Oh, don’t think she’s unaware of this fact. I tell her this all this all the time. Basically, to hate and not to tell her often, well, what would the point of that? She’ll sometimes say to me that the day she met me was the worst day of her life. To which I reply – thanks Homer- ‘the worst day of your life so far.’ Because to my mind, to fully commit to an undertaking of this magnitude, you’ve got to be in it for the long haul, you’ve got to be prepared put the time in, to be ever vigilant, to play the long game. Except that this isn’t a game, it’s more like a kind of constantly evolving sadistic improvisation on the biggest stage of all.

Or else, it’s a bit like wine or that smelly French cheese that she likes, except that they mature with age and I, well, I’m a bit like “The Fly’ – “You’re getting worse.” “No, I’m getting better.” I’ve only known her for 30 years, so I think I’ve long way to go yet.

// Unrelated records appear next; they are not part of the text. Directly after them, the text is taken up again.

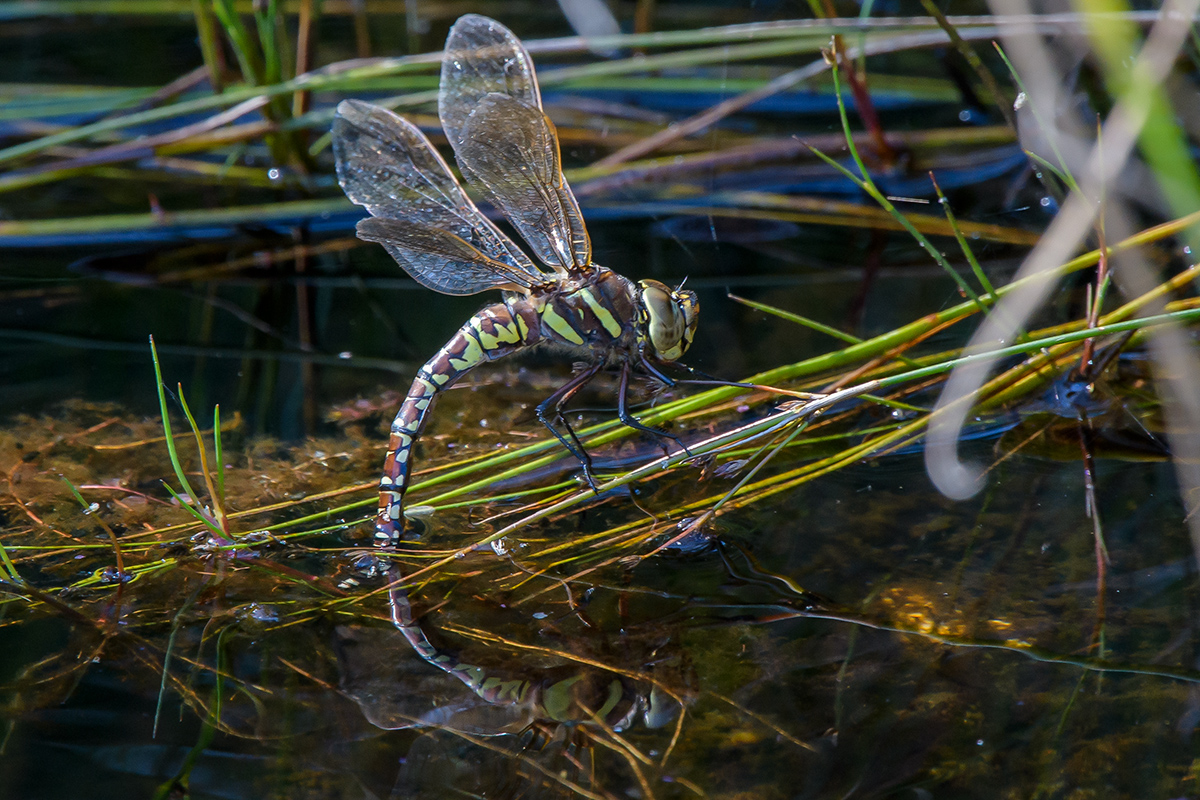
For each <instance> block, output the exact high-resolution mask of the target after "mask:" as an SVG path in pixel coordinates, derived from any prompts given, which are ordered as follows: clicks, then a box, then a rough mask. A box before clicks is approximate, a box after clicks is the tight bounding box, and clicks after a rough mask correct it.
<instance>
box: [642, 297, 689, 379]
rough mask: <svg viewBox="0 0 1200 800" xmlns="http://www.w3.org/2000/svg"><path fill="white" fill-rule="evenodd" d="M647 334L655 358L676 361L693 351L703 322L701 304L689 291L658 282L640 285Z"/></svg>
mask: <svg viewBox="0 0 1200 800" xmlns="http://www.w3.org/2000/svg"><path fill="white" fill-rule="evenodd" d="M637 285H638V288H640V289H641V300H642V308H643V309H644V312H646V332H644V336H646V338H647V339H649V344H650V349H652V350H653V351H654V356H655V357H656V359H659V360H660V361H674V360H676V359H678V357H679V356H682V355H683V354H684V353H686V351H688V348H689V347H691V339H692V338H695V336H696V323H697V321H698V319H700V301H698V300H696V293H695V291H690V290H688V289H671V288H670V287H667V285H666V284H664V283H659V282H658V281H640V282H638V284H637Z"/></svg>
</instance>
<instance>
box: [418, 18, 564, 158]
mask: <svg viewBox="0 0 1200 800" xmlns="http://www.w3.org/2000/svg"><path fill="white" fill-rule="evenodd" d="M491 94H500V95H509V96H510V97H514V98H516V100H520V101H521V102H523V103H524V104H526V106H532V107H534V108H541V94H540V92H539V91H538V77H536V74H535V73H534V71H533V60H532V59H530V58H529V53H528V52H526V49H524V46H523V44H522V43H521V40H518V38H517V37H516V36H514V34H512V31H510V30H509V29H508V28H505V26H504V25H502V24H500V23H498V22H496V20H494V19H488V18H487V17H480V16H479V14H466V16H463V17H460V18H458V22H456V23H455V24H454V26H452V28H451V29H450V35H449V36H448V37H446V47H445V54H444V55H443V56H442V83H440V89H439V90H438V118H440V120H442V128H443V130H444V131H445V132H446V137H449V139H450V144H451V145H452V146H454V148H455V150H456V151H457V142H460V140H461V139H462V134H463V130H464V128H466V126H467V120H468V119H469V118H470V115H472V112H474V110H475V109H476V108H478V107H479V102H480V101H481V100H484V98H485V97H487V96H488V95H491Z"/></svg>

Don’t be thinking this is all one sided, either. Lest you’re tempted to call someone, just let me point out that whilst she has stated many times that she’d wade through vomit for me, she won’t make the tiny 45 minute drive across London to see me.

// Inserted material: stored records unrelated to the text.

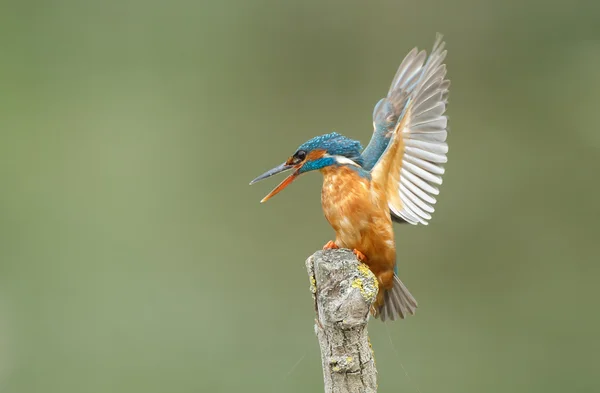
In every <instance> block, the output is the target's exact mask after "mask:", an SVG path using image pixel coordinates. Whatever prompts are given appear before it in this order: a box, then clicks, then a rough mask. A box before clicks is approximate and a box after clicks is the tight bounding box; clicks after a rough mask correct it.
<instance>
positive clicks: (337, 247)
mask: <svg viewBox="0 0 600 393" xmlns="http://www.w3.org/2000/svg"><path fill="white" fill-rule="evenodd" d="M338 248H339V247H338V245H337V244H335V242H334V241H333V240H330V241H328V242H327V244H326V245H324V246H323V250H332V249H338Z"/></svg>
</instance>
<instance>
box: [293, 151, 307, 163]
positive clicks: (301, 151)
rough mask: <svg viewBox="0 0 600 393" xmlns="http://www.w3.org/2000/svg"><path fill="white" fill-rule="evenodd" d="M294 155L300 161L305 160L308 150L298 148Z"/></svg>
mask: <svg viewBox="0 0 600 393" xmlns="http://www.w3.org/2000/svg"><path fill="white" fill-rule="evenodd" d="M294 155H295V156H296V158H297V159H298V160H300V161H303V160H304V159H305V158H306V152H305V151H304V150H298V151H297V152H296V154H294Z"/></svg>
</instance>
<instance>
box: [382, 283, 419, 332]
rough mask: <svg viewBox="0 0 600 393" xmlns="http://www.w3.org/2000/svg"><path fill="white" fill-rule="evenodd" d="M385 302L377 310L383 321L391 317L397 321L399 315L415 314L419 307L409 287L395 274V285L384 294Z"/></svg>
mask: <svg viewBox="0 0 600 393" xmlns="http://www.w3.org/2000/svg"><path fill="white" fill-rule="evenodd" d="M383 299H384V302H383V304H382V305H381V306H380V307H379V310H377V315H376V317H379V318H381V320H382V321H386V320H387V319H390V320H392V321H395V320H396V319H397V318H398V317H400V318H401V319H404V318H405V317H407V316H408V315H409V314H410V315H414V314H415V310H416V309H417V307H418V305H417V301H416V300H415V298H414V297H413V295H411V294H410V292H409V291H408V288H406V286H405V285H404V284H403V283H402V281H400V279H399V278H398V276H396V275H395V274H394V286H393V287H392V289H388V290H386V291H385V293H384V294H383Z"/></svg>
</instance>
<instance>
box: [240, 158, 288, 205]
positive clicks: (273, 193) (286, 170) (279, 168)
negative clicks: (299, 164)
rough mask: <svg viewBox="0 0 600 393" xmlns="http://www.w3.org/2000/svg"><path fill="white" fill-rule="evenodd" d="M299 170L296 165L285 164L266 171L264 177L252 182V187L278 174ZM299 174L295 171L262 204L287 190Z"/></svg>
mask: <svg viewBox="0 0 600 393" xmlns="http://www.w3.org/2000/svg"><path fill="white" fill-rule="evenodd" d="M294 168H296V169H298V168H299V166H294V165H288V164H287V163H286V162H284V163H283V164H281V165H279V166H277V167H275V168H273V169H271V170H269V171H266V172H265V173H263V174H262V175H260V176H259V177H257V178H256V179H254V180H252V181H251V182H250V185H252V184H254V183H256V182H258V181H261V180H263V179H266V178H267V177H271V176H273V175H276V174H278V173H281V172H285V171H289V170H290V169H294ZM298 175H299V173H298V170H296V171H294V172H293V173H292V174H291V175H289V176H288V177H286V178H285V180H284V181H282V182H281V183H279V185H278V186H277V187H275V188H274V189H273V191H271V192H270V193H269V194H268V195H267V196H266V197H264V198H263V199H262V200H261V201H260V203H263V202H266V201H268V200H269V199H271V198H272V197H274V196H275V195H277V194H279V192H280V191H281V190H283V189H284V188H286V187H287V186H289V185H290V184H291V183H292V182H293V181H294V180H295V179H296V178H297V177H298Z"/></svg>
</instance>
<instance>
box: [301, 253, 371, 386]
mask: <svg viewBox="0 0 600 393" xmlns="http://www.w3.org/2000/svg"><path fill="white" fill-rule="evenodd" d="M306 268H307V270H308V275H309V279H310V283H311V285H310V288H311V292H312V293H313V297H314V299H315V311H316V314H317V319H316V321H315V322H316V323H315V332H316V334H317V338H318V340H319V345H320V347H321V361H322V366H323V379H324V382H325V393H375V392H377V370H376V369H375V359H374V357H373V350H372V348H371V344H370V342H369V336H368V331H367V322H368V321H369V315H370V314H369V310H370V307H371V305H372V304H373V302H374V301H375V298H376V297H377V291H378V287H377V279H376V278H375V276H374V275H373V273H371V271H370V270H369V268H368V267H367V266H366V265H364V264H362V263H360V262H358V260H357V259H356V256H355V255H354V254H353V253H352V251H350V250H344V249H340V250H325V251H317V252H316V253H314V254H313V255H312V256H311V257H309V258H308V259H307V260H306Z"/></svg>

I know! How selfish! Right?

I worked out today that that it was a month yesterday since I last saw her. Pretty soon all the insults I’ve been saving up especially for her will go off and I can’t have them go off inside me! And they’re not just your common or garden insult either. Oh no! That’s too easy, too lazy, and too not me. The long haul I mentioned earlier? That’s how you create bespoke insults. One’s that’d be utterly meaningless to anyone else, but to her, to her, oh yes! And bespoke insults keep on re-inventing themselves, rejuvenating and being re-incarnated, like a once mighty football team dropping down the league tables and finally becoming non-league and forgotten about. Until she makes the schoolgirl error of reminding me of it and bingo! It’s back in the Champions League of insults

Many times she’s said “Don’t say that, I hate it when you say that’ and I reply “When, in all the years you’ve known me, have you ever said that to me and I’ve gone ‘Right, I won’t say it again.’ Apart from never?”

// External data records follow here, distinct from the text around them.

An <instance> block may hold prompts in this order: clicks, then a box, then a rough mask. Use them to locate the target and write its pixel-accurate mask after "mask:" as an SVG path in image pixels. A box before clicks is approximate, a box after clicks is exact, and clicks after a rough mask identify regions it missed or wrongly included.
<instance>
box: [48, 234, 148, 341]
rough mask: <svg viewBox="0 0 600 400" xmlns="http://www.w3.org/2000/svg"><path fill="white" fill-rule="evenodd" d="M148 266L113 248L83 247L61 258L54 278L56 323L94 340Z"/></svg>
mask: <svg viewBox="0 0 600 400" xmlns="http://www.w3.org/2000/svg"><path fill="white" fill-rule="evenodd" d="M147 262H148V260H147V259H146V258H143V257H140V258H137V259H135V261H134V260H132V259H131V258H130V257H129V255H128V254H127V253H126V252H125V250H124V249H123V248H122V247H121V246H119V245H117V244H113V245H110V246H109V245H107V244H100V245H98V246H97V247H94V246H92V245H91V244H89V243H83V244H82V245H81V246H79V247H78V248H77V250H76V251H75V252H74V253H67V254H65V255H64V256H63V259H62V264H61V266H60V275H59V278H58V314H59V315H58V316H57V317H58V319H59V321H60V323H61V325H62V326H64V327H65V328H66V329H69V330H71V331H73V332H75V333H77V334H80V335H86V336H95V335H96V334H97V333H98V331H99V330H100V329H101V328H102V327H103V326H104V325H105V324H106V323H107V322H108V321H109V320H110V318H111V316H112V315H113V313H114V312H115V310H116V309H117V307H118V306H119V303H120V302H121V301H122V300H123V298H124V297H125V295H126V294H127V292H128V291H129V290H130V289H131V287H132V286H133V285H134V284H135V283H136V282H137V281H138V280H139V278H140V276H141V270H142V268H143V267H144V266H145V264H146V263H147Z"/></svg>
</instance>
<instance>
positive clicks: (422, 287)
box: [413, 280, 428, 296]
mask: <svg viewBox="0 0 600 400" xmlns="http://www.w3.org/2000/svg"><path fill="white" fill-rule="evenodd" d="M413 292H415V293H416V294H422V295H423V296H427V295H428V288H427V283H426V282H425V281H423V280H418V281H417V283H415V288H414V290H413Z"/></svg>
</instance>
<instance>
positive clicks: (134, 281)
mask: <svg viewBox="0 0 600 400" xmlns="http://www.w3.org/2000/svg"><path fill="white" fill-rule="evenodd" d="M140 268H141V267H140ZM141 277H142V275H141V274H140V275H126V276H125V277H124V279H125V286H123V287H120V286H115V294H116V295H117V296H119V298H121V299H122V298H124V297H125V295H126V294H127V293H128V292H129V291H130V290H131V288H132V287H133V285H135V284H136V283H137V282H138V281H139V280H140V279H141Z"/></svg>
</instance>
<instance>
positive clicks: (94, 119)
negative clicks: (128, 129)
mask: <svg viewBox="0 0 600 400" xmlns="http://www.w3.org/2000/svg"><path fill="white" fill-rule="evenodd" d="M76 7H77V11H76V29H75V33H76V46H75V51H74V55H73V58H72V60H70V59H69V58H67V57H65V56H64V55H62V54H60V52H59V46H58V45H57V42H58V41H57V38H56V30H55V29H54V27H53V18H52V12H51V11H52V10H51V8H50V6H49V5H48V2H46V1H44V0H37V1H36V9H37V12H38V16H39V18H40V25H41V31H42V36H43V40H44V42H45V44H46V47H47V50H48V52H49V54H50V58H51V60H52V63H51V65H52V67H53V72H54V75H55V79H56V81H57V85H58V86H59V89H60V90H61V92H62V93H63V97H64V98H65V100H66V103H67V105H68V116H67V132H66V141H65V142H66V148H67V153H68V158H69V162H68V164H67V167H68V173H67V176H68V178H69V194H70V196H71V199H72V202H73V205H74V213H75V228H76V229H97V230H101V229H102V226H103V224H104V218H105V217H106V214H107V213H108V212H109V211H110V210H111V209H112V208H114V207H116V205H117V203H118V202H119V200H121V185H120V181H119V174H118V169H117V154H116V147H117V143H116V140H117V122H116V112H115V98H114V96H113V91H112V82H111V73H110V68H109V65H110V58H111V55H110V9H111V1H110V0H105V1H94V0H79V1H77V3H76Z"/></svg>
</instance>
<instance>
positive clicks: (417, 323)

I don’t hate all Jews for the simple reason that hating any one group of people because of some arbitrary factor that has no bearing on the character whatsoever is patently absurd. The fact that so many do is proof of just how many idiots there are, living among us, looking, sounding and behaving just like us, but fucking idiots nonetheless. By all means hate someone, but hate them because of some deeply personal characteristic, something unique to them, not something out of their control. A Jew can’t help being a Jew anymore than someone can choose the colour of their skin, or sexual preference, but someone can choose what opinions they have, and how they express them,  and a whole range of other things besides. The thing is, the reasons you hate someone should be unique to them and no-one else.

So no, I don’t hate all Jews. I just hate one Jew.

Although nowhere nearly as much as she hates me, she says.